To purchase a firearm legally in Australia, you must join a hunting or shooting club, or document that you are a collector, complete a course on firearm safety, pass a written assessment, acquire a regulated safe and ammo storage, pass a review of criminal history, domestic violence, restraining orders and arrest history, have interviews of your family and neighbors, apply for a permit for a specific weapon, and wait at least 28 days.

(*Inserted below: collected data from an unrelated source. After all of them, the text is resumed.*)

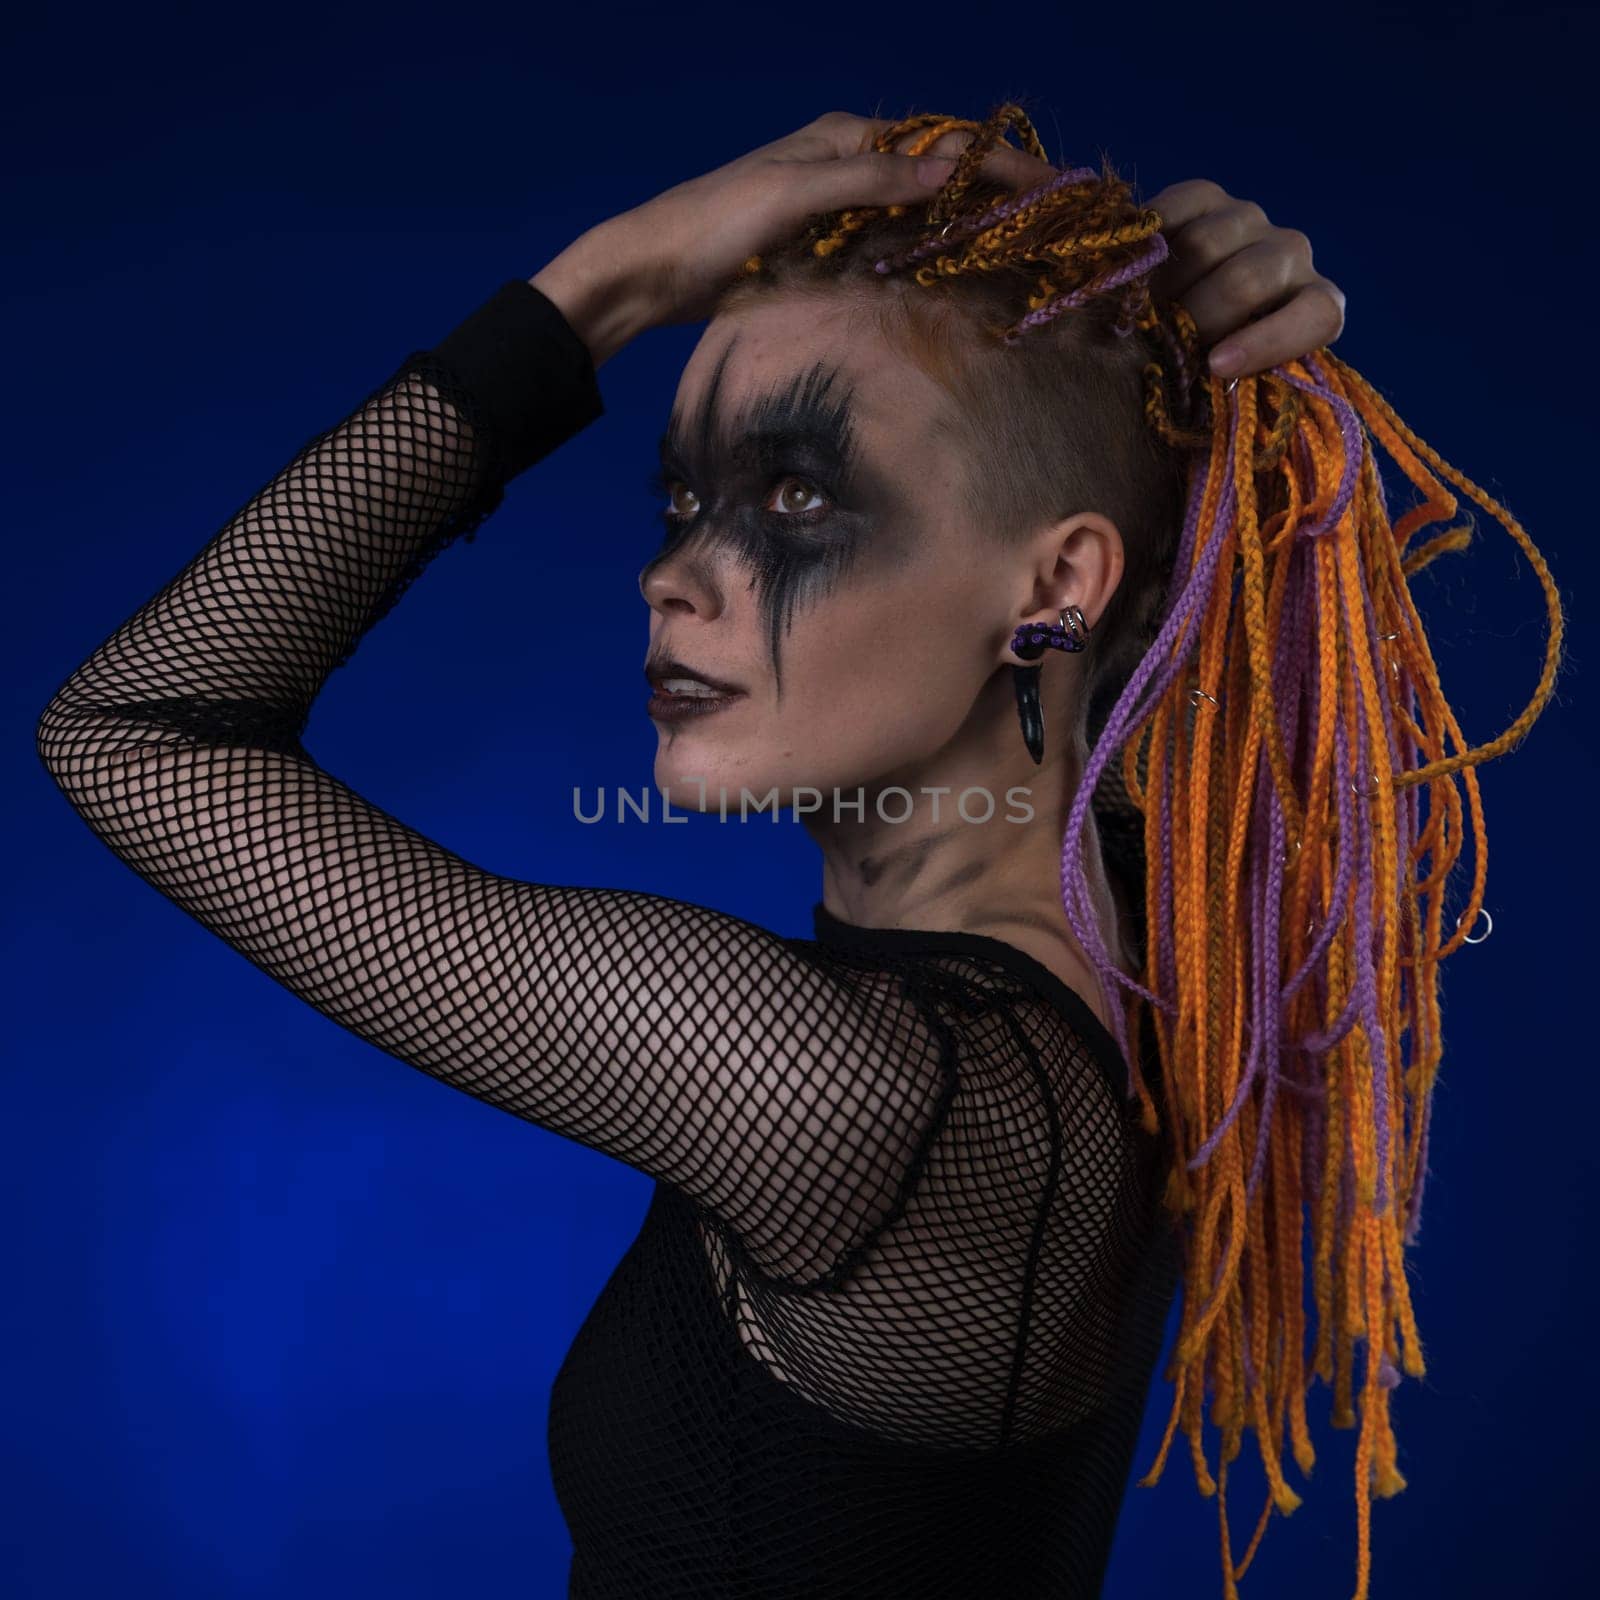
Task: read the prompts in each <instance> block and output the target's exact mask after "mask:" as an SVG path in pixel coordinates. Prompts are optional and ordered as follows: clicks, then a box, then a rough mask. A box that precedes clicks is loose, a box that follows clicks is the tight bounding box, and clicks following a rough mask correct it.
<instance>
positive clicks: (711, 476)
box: [640, 294, 1120, 814]
mask: <svg viewBox="0 0 1600 1600" xmlns="http://www.w3.org/2000/svg"><path fill="white" fill-rule="evenodd" d="M949 403H950V402H949V398H947V395H946V394H944V390H942V389H939V386H938V384H934V381H933V379H931V378H928V376H926V374H925V373H923V371H922V370H920V368H918V366H915V363H912V362H909V360H907V358H906V357H904V355H901V354H899V352H898V350H896V349H894V347H893V346H891V344H888V341H885V339H883V336H882V334H880V333H877V330H875V328H874V326H872V323H870V320H869V318H867V317H866V315H862V314H861V310H859V309H854V310H853V306H851V302H848V301H845V299H838V301H819V299H814V298H803V296H782V294H770V296H766V298H763V299H758V301H757V299H752V301H749V302H746V304H744V306H739V307H736V309H730V310H728V312H725V314H723V315H720V317H717V318H714V320H712V322H710V323H709V326H707V330H706V333H704V336H702V338H701V341H699V344H698V346H696V347H694V352H693V355H691V357H690V360H688V363H686V366H685V370H683V376H682V379H680V382H678V392H677V402H675V405H674V411H672V418H670V424H669V429H667V435H666V438H664V442H662V462H661V464H662V480H661V488H662V507H664V510H666V512H669V514H670V517H672V518H674V520H670V522H669V523H667V531H666V539H664V542H662V549H661V552H659V554H658V555H656V557H654V558H653V560H651V562H650V565H646V566H645V570H643V571H642V573H640V590H642V594H643V595H645V598H646V600H648V602H650V606H651V619H650V651H648V656H646V672H650V674H651V677H653V682H654V685H656V694H658V699H662V698H666V699H667V702H669V706H677V704H680V702H678V701H677V699H675V698H670V696H664V694H662V690H661V675H662V670H661V669H666V670H664V675H666V677H667V678H670V677H677V675H680V674H677V672H674V670H672V669H670V667H669V666H667V662H678V664H682V667H683V669H685V672H688V674H704V675H709V677H710V678H715V680H720V682H723V683H731V685H738V688H739V691H741V693H738V694H736V696H734V698H733V699H731V701H722V702H717V707H715V709H709V710H706V712H704V714H696V715H685V717H672V718H669V717H658V718H656V725H658V731H659V746H658V754H656V771H654V778H656V784H658V787H659V789H661V790H662V792H664V794H666V795H667V798H669V800H670V802H672V805H675V806H678V808H680V810H701V808H706V810H712V811H715V810H717V806H718V794H725V795H726V802H725V803H726V806H728V808H730V810H733V808H736V806H738V805H739V794H741V789H744V790H747V792H749V794H750V795H752V797H757V798H758V797H763V795H766V794H768V790H771V789H774V787H776V790H778V805H779V806H786V805H789V803H792V800H794V790H795V787H797V786H808V787H811V789H818V790H821V792H822V795H824V797H827V803H829V806H830V805H832V792H834V790H835V789H837V790H840V792H845V794H846V797H854V792H856V787H858V786H862V787H864V789H866V792H867V795H869V798H870V795H872V794H874V789H875V786H878V784H894V782H898V784H907V786H912V792H914V794H915V787H914V781H915V779H917V774H920V773H930V771H933V773H938V771H941V770H949V768H950V766H952V765H954V766H960V768H962V771H963V774H965V781H970V782H982V781H984V778H982V776H974V774H976V773H978V771H981V770H984V766H986V760H984V754H982V752H984V750H986V749H990V747H992V749H995V750H1000V749H1006V750H1008V749H1010V747H1011V746H1013V744H1014V746H1016V750H1019V752H1021V755H1022V760H1024V763H1026V762H1027V755H1026V750H1022V746H1021V734H1019V733H1018V728H1016V710H1014V696H1013V694H1011V688H1010V675H1008V674H1003V675H1002V674H998V669H1000V667H1002V666H1003V664H1006V662H1008V661H1014V659H1016V658H1014V656H1010V654H1008V651H1006V645H1008V643H1010V638H1011V630H1013V629H1014V626H1016V622H1019V621H1021V619H1022V618H1024V616H1027V614H1030V611H1032V613H1034V614H1037V608H1038V606H1040V605H1043V606H1045V608H1048V606H1050V605H1051V598H1050V594H1048V592H1046V590H1040V589H1037V582H1038V581H1040V579H1043V581H1046V582H1048V581H1051V579H1053V576H1054V579H1059V578H1061V568H1059V566H1058V563H1056V550H1058V547H1059V546H1061V541H1062V530H1061V528H1058V530H1056V531H1054V534H1053V536H1051V530H1043V533H1045V538H1043V539H1042V541H1038V542H1037V544H1035V546H1026V547H1018V549H1014V550H1013V552H1005V554H1002V552H1000V550H998V549H997V547H995V546H994V544H990V542H989V541H987V539H986V538H982V530H978V528H973V526H971V525H970V518H968V515H966V512H965V510H963V507H962V490H963V483H962V467H963V462H960V461H958V459H955V456H954V453H952V450H950V448H949V445H947V443H944V442H941V440H939V435H938V434H936V432H934V427H933V419H934V416H938V414H939V411H941V408H944V406H947V405H949ZM1083 520H1088V522H1094V520H1096V518H1093V517H1090V518H1074V522H1083ZM1098 520H1099V522H1104V518H1098ZM1107 526H1109V525H1107ZM1078 542H1080V544H1082V539H1080V541H1078ZM1090 542H1091V544H1096V546H1102V544H1104V539H1098V541H1096V539H1091V541H1090ZM1112 544H1115V533H1112ZM1070 547H1072V542H1070V541H1069V549H1070ZM1117 560H1118V571H1120V546H1117ZM1102 576H1104V574H1102ZM1112 587H1114V582H1112ZM1082 589H1083V584H1082V582H1080V584H1078V586H1077V590H1072V592H1070V594H1069V597H1070V598H1077V600H1078V603H1080V605H1083V603H1085V602H1083V600H1082V598H1078V592H1080V590H1082ZM1040 595H1043V600H1040ZM1107 597H1109V590H1107ZM1085 610H1086V611H1088V610H1090V606H1088V605H1085ZM1094 610H1096V611H1098V610H1099V606H1096V608H1094ZM995 686H998V688H1000V690H1003V693H995ZM653 704H654V702H653ZM1046 715H1048V714H1046ZM1002 730H1003V731H1002ZM1002 739H1003V741H1005V742H1003V744H1002V742H1000V741H1002ZM963 746H971V749H970V750H966V752H965V754H962V747H963ZM952 755H955V757H957V758H955V762H954V763H952V762H950V757H952ZM1026 770H1027V771H1032V768H1030V765H1029V766H1027V768H1026ZM1022 781H1026V778H1024V779H1022ZM701 784H704V786H706V787H704V792H702V790H701ZM1003 802H1005V797H1003V792H997V794H995V805H997V806H1000V805H1003ZM846 814H848V813H846Z"/></svg>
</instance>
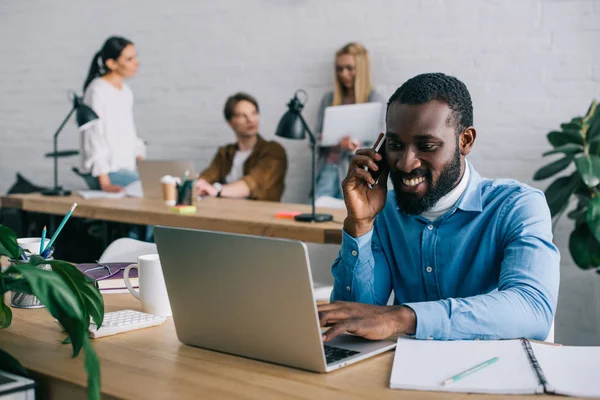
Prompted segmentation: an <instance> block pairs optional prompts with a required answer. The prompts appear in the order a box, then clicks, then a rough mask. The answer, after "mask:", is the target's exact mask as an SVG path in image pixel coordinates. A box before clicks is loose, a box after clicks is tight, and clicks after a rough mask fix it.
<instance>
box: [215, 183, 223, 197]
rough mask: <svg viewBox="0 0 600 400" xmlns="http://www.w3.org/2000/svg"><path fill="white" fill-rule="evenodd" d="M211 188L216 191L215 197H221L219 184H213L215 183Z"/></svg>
mask: <svg viewBox="0 0 600 400" xmlns="http://www.w3.org/2000/svg"><path fill="white" fill-rule="evenodd" d="M213 187H214V188H215V189H217V196H216V197H221V191H222V190H223V185H221V184H220V183H219V182H215V183H213Z"/></svg>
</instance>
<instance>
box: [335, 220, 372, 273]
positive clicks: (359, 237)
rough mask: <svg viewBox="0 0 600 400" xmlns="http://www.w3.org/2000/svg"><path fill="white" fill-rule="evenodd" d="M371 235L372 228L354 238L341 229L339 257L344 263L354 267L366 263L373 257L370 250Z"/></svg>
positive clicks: (371, 235) (371, 236)
mask: <svg viewBox="0 0 600 400" xmlns="http://www.w3.org/2000/svg"><path fill="white" fill-rule="evenodd" d="M372 237H373V229H371V230H370V231H369V232H367V233H365V234H364V235H362V236H359V237H357V238H354V237H352V236H350V235H349V234H348V233H347V232H346V231H344V230H342V248H341V250H340V257H341V259H342V261H343V262H344V264H346V265H351V266H352V267H355V266H356V265H362V264H365V263H367V262H368V261H369V260H370V259H372V258H373V252H372V251H371V238H372Z"/></svg>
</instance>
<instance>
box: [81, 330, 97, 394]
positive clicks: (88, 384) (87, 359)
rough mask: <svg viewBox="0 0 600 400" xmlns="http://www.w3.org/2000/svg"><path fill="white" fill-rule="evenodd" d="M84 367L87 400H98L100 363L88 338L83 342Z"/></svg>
mask: <svg viewBox="0 0 600 400" xmlns="http://www.w3.org/2000/svg"><path fill="white" fill-rule="evenodd" d="M83 351H84V352H85V361H84V367H85V370H86V371H87V373H88V399H89V400H100V361H99V360H98V355H97V354H96V351H95V350H94V346H92V343H91V342H90V339H89V338H86V340H85V341H84V342H83Z"/></svg>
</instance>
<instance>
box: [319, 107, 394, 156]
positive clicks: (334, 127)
mask: <svg viewBox="0 0 600 400" xmlns="http://www.w3.org/2000/svg"><path fill="white" fill-rule="evenodd" d="M379 132H385V103H361V104H346V105H342V106H331V107H327V108H325V115H324V117H323V132H321V144H320V145H321V146H337V144H338V143H339V142H340V140H342V138H343V137H344V136H350V137H352V138H353V139H357V140H359V141H360V142H361V143H362V145H363V146H367V147H369V146H370V145H372V144H373V142H374V141H375V139H377V135H378V134H379ZM369 144H370V145H369Z"/></svg>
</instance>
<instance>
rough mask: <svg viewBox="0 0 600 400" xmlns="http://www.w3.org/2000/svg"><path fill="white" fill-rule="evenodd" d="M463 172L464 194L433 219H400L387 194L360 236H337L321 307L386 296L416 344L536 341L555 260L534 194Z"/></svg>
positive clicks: (544, 214) (553, 302) (541, 198)
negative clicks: (329, 302)
mask: <svg viewBox="0 0 600 400" xmlns="http://www.w3.org/2000/svg"><path fill="white" fill-rule="evenodd" d="M468 165H469V168H470V172H471V176H470V178H469V183H468V185H467V188H466V190H465V192H464V193H463V194H462V196H461V197H460V199H459V200H458V201H457V203H456V205H455V206H454V207H453V208H452V209H451V210H449V211H448V212H447V213H446V214H444V215H442V216H441V217H439V218H438V219H436V220H435V221H433V222H431V221H428V220H427V219H425V218H423V217H421V216H413V215H409V214H406V213H404V212H402V211H401V210H399V209H398V206H397V204H396V194H395V192H394V191H390V192H389V193H388V197H387V201H386V205H385V207H384V209H383V210H382V212H381V213H380V214H379V215H378V216H377V218H376V219H375V223H374V226H373V229H372V230H371V231H370V232H369V233H367V234H365V235H363V236H360V237H358V238H353V237H351V236H350V235H348V234H347V233H346V232H343V239H342V247H341V250H340V253H339V256H338V258H337V259H336V261H335V263H334V265H333V267H332V271H333V276H334V282H335V283H334V289H333V292H332V295H331V300H332V301H333V300H346V301H356V302H361V303H368V304H377V305H385V304H387V301H388V298H389V296H390V294H391V291H392V290H393V291H394V295H395V300H394V303H395V304H403V305H405V306H408V307H410V308H412V309H413V310H414V311H415V313H416V316H417V327H416V334H415V336H416V337H417V338H418V339H437V340H455V339H511V338H520V337H526V338H531V339H540V340H543V339H545V338H546V336H547V335H548V332H549V330H550V326H551V324H552V320H553V318H554V313H555V310H556V302H557V298H558V286H559V263H560V254H559V252H558V249H557V248H556V246H554V244H553V243H552V224H551V218H550V211H549V209H548V205H547V204H546V200H545V197H544V194H543V193H542V192H541V191H539V190H537V189H533V188H531V187H529V186H527V185H524V184H521V183H519V182H516V181H513V180H490V179H484V178H481V176H480V175H479V174H478V173H477V172H476V171H475V170H474V169H473V168H472V166H471V165H470V164H468Z"/></svg>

In Israel, there is a very different attitude about weapons. Military service is required for every able-bodied 18 year old, who are psychologically screened and take weapons training. After serving 2-3 years, most Israelis are discharged and must follow the usual civilian gun laws, which are incredibly strict. There is an assault weapons ban, required gun owner registration, etc. You must be a citizen or a permanent resident, be at least 21, speak some Hebrew, and have a genuine cause. There is also a very limited supply of bullets available to a gun owner, which rests at usually around 50 bullets.
There is some criticism about the gun laws in Israel, saying that the legislation in place is not enough. Since most of the population has indirect access to high powered assault weapons through family or friends who are in the military, some believe weapons should be even more regulated. However, there is an incredibly low gun death rate in Israel.
To purchase a firearm legally in Israel, you must join a club, prove you work in a dangerous area, or live in an area authorized for gun ownership, get a doctor’s note that says that you are mentally healthy and have no history of drug abuse, have proper firearm storage, release criminal and mental health history to officials, and demonstrate that you can use the weapon correctly at a firing range.
Japan has the lowest gun homicide rate in the world. Japan has incredibly restrictive firearm regulations. Most guns are illegal full-stop, and there is low gun ownership because of this. Under Japan’s Firearm and Sword law, the only guns okay to use by citizens are shotguns, air guns, guns that are needed for research or industrial purposes, or competition guns. To even obtain one of these accepted guns, you must have formal instruction, go through a rigorous background check, drug tests, and pass several mental, physical, written tests,. Gun-owning citizens also have to be incredibly open with authorities about how the weapon and ammo is stored, and go through a yearly firearm inspection.
Most analysts believe that Japan has an “aversion to firearms," which would be a side effect of the demilitarization of Japan after World War II. In addition, the overall crime rate in Japan is so low that Japanese citizens see no need to own a firearm.
To purchase a firearm legally in Japan, you must take a firearm class and pass a written exam up to three times a year, get a doctor’s note saying that you are mentally fit and have no history with drugs, acquire a permit to take firing training which takes up to a month, participate in a police interview with takes up to a month, pass a review of your criminal history, gun possession record, employment, debt, and relationships with family, friends, and neighbors, apply for a gunpowder permit, take a one day training class, pass a firing test, obtain a certificate from a gun dealer that describes the gun you want, apply for a hunting license (if you’re a hunter), buy a regulated gun safe and ammunition locker, allow police to inspect your gun storage, and pass an additional background review.